As crises de então deram origem ao triunfo do Cristianismo no Ocidente.
A Igreja Católica tem vindo a falar, desde há algum tempo, da necessidade de uma nova evangelização. Mas tudo parece indicar que os “poderosos da Igreja” não querem que se realize aquilo que apregoam. É normal procederem assim – perderiam privilégios.
Mas, o problema pode, também, estar na forma como se divulga o Evangelho que não responde à mensagem de Cristo, nem aos sinais dos tempos. O problema pode ainda ser dos mensageiros e da forma como o divulgam.

Num encontro com o Conselho Pontifício para os Leigos, que durante os últimos dias realizaram um simpósio sobre o tema, o Papa Francisco analisou as novas vias de divulgação do Evangelho.
Entre as possibilidades que oferece a comunicação digital, a mais importante é a da evangelização [mas], o anúncio [do evangelho] baseia-se em relações humanas autênticas e directas para desembocar num encontro pessoal com o Senhor”, assegurou o pontífice.
Francisco advertiu, não obstante, que “não se pode dizer que a presença da Igreja na internet seja inútil”.
É indispensável estar presente, sempre com estilo evangélico, nisto [internet], que sobretudo para os jovens, se converteu numa espécie de forma de vida, o lugar em que despertam as perguntas que têm no coração sobre o sentido da existência”, acrescentou.
O Papa advertiu ainda que os cristãos podem desiludir-se e deparar-se com perigos e “moedas falsas” na internet, mas recordou que haverá “preciosas possibilidades para guiar os homens até [...] Jesus”. (Ver aqui)

As revoluções, no Século XXI, fazem-se com o apoio das novas tecnologias e das redes sociais para, rapidamente, cortarem com todo o passado mesquinho, corrupto e oportunista.
Uma revolução para ser eficaz e para bem das pessoas é sempre um acto romântico, de abnegação e de coragem.

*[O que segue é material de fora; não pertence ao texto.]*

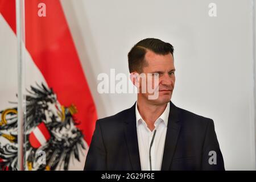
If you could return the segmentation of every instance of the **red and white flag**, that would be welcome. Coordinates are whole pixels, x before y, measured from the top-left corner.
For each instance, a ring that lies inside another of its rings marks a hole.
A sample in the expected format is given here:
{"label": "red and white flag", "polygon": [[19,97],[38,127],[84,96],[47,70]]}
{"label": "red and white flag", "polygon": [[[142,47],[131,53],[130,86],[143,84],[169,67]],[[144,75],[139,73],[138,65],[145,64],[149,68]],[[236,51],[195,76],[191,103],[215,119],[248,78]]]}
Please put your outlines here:
{"label": "red and white flag", "polygon": [[[26,169],[82,169],[97,112],[60,1],[25,1],[25,30]],[[16,52],[15,1],[0,0],[0,169],[16,166]]]}

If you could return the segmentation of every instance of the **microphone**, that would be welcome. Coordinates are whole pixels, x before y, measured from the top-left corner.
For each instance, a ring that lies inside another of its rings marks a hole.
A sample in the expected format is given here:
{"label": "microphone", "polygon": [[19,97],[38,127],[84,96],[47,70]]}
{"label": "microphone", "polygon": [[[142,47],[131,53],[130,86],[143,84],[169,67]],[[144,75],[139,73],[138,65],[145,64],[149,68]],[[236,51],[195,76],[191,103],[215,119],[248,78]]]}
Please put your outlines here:
{"label": "microphone", "polygon": [[154,139],[155,139],[155,133],[156,132],[156,130],[154,131],[153,138],[152,138],[151,142],[150,143],[150,171],[152,171],[152,164],[151,164],[151,147],[153,145]]}

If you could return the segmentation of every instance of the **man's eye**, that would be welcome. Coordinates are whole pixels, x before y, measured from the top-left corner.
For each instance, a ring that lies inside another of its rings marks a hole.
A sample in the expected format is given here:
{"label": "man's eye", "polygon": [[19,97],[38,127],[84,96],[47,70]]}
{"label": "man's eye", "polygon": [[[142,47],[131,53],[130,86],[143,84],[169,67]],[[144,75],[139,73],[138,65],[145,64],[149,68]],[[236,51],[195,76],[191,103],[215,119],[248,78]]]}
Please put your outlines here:
{"label": "man's eye", "polygon": [[159,73],[153,73],[154,76],[159,76]]}

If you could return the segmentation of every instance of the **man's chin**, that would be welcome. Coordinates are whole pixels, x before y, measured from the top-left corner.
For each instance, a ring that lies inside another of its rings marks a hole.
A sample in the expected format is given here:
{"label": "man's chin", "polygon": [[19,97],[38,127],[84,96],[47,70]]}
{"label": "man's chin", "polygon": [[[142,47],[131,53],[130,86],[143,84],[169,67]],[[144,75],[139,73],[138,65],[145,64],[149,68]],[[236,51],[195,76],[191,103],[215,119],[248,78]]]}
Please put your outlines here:
{"label": "man's chin", "polygon": [[157,105],[160,105],[169,102],[171,101],[171,96],[170,95],[159,95],[156,99],[149,100]]}

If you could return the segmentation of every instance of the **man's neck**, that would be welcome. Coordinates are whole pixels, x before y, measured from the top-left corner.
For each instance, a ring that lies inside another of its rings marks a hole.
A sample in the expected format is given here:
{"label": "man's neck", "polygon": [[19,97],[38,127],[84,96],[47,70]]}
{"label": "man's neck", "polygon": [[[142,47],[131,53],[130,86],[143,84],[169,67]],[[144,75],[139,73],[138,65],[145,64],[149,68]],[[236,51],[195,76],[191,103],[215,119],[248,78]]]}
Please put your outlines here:
{"label": "man's neck", "polygon": [[160,105],[154,105],[138,98],[137,105],[139,113],[151,131],[155,128],[155,122],[164,111],[167,105],[167,103]]}

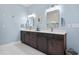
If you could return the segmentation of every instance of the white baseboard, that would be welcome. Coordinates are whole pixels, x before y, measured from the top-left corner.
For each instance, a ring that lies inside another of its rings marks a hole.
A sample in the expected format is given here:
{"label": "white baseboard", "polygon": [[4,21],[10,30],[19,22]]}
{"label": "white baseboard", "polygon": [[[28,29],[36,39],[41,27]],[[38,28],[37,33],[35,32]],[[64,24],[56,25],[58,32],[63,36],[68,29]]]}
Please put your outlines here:
{"label": "white baseboard", "polygon": [[17,44],[17,43],[21,43],[21,41],[11,42],[11,43],[3,44],[3,45],[0,45],[0,46],[14,45],[14,44]]}

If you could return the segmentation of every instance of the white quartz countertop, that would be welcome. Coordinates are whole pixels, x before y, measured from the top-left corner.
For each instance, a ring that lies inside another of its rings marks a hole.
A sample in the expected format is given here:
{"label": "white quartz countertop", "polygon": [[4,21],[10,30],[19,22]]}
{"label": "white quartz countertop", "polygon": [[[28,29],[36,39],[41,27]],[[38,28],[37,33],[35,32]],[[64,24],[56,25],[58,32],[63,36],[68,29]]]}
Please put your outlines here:
{"label": "white quartz countertop", "polygon": [[43,31],[35,31],[35,30],[27,30],[27,29],[21,29],[21,31],[29,31],[29,32],[39,32],[39,33],[49,33],[49,34],[60,34],[60,35],[65,35],[66,32],[63,31],[48,31],[48,30],[43,30]]}

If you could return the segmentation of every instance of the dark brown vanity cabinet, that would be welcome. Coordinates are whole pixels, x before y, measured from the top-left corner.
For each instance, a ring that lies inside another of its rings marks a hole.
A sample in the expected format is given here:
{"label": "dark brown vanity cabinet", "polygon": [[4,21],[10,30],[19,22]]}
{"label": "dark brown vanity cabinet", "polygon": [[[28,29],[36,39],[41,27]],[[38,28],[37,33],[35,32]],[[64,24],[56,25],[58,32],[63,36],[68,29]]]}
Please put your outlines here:
{"label": "dark brown vanity cabinet", "polygon": [[21,41],[48,55],[64,55],[66,34],[21,31]]}
{"label": "dark brown vanity cabinet", "polygon": [[37,34],[37,49],[47,53],[47,38],[45,33]]}
{"label": "dark brown vanity cabinet", "polygon": [[21,41],[30,44],[30,32],[21,31]]}
{"label": "dark brown vanity cabinet", "polygon": [[21,31],[21,41],[31,47],[37,48],[37,34],[35,32]]}
{"label": "dark brown vanity cabinet", "polygon": [[64,55],[64,36],[48,34],[48,54]]}

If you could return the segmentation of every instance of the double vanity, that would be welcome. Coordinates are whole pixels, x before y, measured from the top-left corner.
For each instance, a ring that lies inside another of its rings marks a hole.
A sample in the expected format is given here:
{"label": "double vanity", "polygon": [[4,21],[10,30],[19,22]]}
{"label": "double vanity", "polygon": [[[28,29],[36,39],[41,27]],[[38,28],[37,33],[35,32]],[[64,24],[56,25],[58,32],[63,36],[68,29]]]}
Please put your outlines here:
{"label": "double vanity", "polygon": [[21,30],[21,42],[47,55],[64,55],[66,49],[66,33]]}

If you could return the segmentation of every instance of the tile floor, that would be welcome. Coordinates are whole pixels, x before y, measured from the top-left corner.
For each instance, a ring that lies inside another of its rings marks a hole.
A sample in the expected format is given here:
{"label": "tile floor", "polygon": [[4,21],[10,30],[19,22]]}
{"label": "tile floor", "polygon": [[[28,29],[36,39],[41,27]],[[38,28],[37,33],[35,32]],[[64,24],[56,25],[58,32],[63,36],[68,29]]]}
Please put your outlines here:
{"label": "tile floor", "polygon": [[0,45],[0,55],[45,55],[23,43]]}

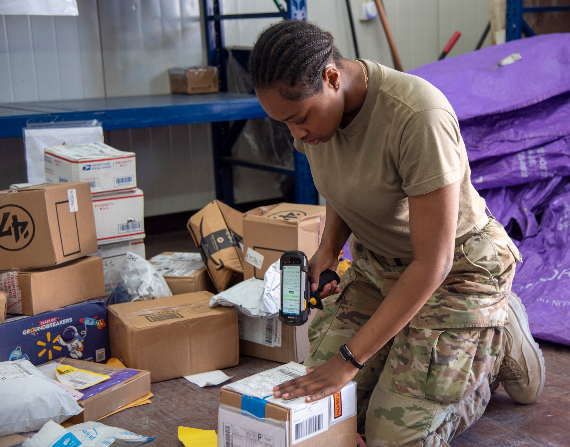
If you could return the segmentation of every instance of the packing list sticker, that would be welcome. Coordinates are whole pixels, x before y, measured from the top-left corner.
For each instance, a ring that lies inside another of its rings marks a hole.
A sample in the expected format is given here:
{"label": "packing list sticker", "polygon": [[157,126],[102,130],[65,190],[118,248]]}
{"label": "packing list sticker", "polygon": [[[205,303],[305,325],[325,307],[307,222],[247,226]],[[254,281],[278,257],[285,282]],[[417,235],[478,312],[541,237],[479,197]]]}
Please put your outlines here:
{"label": "packing list sticker", "polygon": [[263,255],[258,253],[251,247],[247,247],[247,252],[246,253],[246,262],[249,262],[257,269],[261,269],[261,266],[263,265],[264,257]]}
{"label": "packing list sticker", "polygon": [[67,190],[67,198],[70,202],[70,213],[76,213],[79,209],[77,206],[77,193],[75,188]]}
{"label": "packing list sticker", "polygon": [[111,379],[111,376],[79,369],[69,365],[62,365],[55,370],[58,380],[74,389],[83,389]]}

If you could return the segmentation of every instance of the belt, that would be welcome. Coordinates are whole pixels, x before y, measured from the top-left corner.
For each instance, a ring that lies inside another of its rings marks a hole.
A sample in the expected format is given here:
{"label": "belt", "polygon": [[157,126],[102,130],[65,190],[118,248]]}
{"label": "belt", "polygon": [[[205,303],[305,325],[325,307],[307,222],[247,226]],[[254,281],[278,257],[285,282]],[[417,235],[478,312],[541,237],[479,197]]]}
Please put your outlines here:
{"label": "belt", "polygon": [[[489,217],[489,216],[487,216],[487,214],[483,214],[483,217],[479,220],[472,229],[470,230],[462,236],[461,236],[455,239],[455,246],[457,247],[459,245],[463,245],[463,244],[467,242],[468,239],[480,234],[483,230],[483,229],[487,226],[487,225],[489,223],[489,220],[491,218],[492,218]],[[385,261],[390,267],[408,265],[408,264],[411,263],[412,261],[414,260],[413,258],[384,258],[383,256],[380,257],[381,257],[382,259]]]}

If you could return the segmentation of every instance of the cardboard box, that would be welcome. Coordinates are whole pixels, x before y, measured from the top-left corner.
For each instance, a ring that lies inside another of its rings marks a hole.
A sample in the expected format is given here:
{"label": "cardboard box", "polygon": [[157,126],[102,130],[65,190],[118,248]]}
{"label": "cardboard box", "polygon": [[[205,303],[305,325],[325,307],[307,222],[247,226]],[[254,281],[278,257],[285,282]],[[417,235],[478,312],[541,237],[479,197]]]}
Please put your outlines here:
{"label": "cardboard box", "polygon": [[214,200],[188,221],[188,227],[216,290],[243,279],[243,214]]}
{"label": "cardboard box", "polygon": [[315,315],[302,326],[288,326],[276,316],[261,319],[240,314],[240,353],[280,363],[304,361],[311,348],[307,331]]}
{"label": "cardboard box", "polygon": [[34,365],[60,357],[87,361],[109,357],[107,312],[92,299],[33,316],[9,316],[0,324],[0,360]]}
{"label": "cardboard box", "polygon": [[212,296],[196,292],[109,306],[113,356],[150,371],[153,382],[237,365],[237,312],[210,308]]}
{"label": "cardboard box", "polygon": [[135,152],[103,143],[50,146],[44,162],[48,182],[89,182],[91,193],[136,189]]}
{"label": "cardboard box", "polygon": [[140,189],[93,197],[97,243],[143,239],[144,194]]}
{"label": "cardboard box", "polygon": [[121,279],[121,270],[125,263],[125,255],[132,251],[146,258],[142,239],[125,241],[99,245],[96,255],[103,260],[103,276],[105,281],[105,298],[108,298]]}
{"label": "cardboard box", "polygon": [[0,191],[0,271],[51,267],[96,251],[87,183]]}
{"label": "cardboard box", "polygon": [[217,67],[170,68],[168,75],[170,78],[170,92],[174,94],[194,95],[213,93],[219,90]]}
{"label": "cardboard box", "polygon": [[271,264],[288,250],[308,259],[319,248],[327,208],[282,203],[260,206],[243,215],[243,278],[263,279]]}
{"label": "cardboard box", "polygon": [[150,258],[173,295],[207,290],[215,292],[199,253],[165,251]]}
{"label": "cardboard box", "polygon": [[[271,442],[259,445],[274,447],[354,447],[356,382],[310,403],[271,396],[275,385],[306,373],[301,365],[290,363],[225,385],[218,413],[218,447],[249,445],[249,439],[267,440]],[[242,381],[247,384],[243,386]],[[252,390],[270,397],[252,396]]]}
{"label": "cardboard box", "polygon": [[0,323],[3,323],[6,319],[6,311],[8,307],[8,298],[6,294],[0,292]]}
{"label": "cardboard box", "polygon": [[36,315],[103,296],[103,263],[87,256],[50,269],[0,272],[0,290],[8,296],[8,312]]}
{"label": "cardboard box", "polygon": [[40,365],[39,369],[48,377],[55,379],[54,363],[69,365],[97,374],[111,376],[111,379],[79,390],[84,396],[77,403],[84,409],[66,421],[71,424],[96,421],[150,392],[150,373],[148,371],[75,359],[52,360]]}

Como escreveu Leonardo Boff:
Até aqui falamos do factor religioso na sua natureza sadia. Mas ele pode ficar doente. Daí nasce a doença do fundamentalismo, do dogmatismo e da exclusividade da verdade. Mas toda doença remete à saúde. O factor religioso deve ser analisado a partir da sua saúde e não da sua doença. Então o factor religioso sadio torna-nos mais sensíveis e humanos. A sua volta sadia é urgente hoje, pois ajuda-nos a amar o invisível e tornar real aquilo que ainda não o é, mas pode vir a ser”.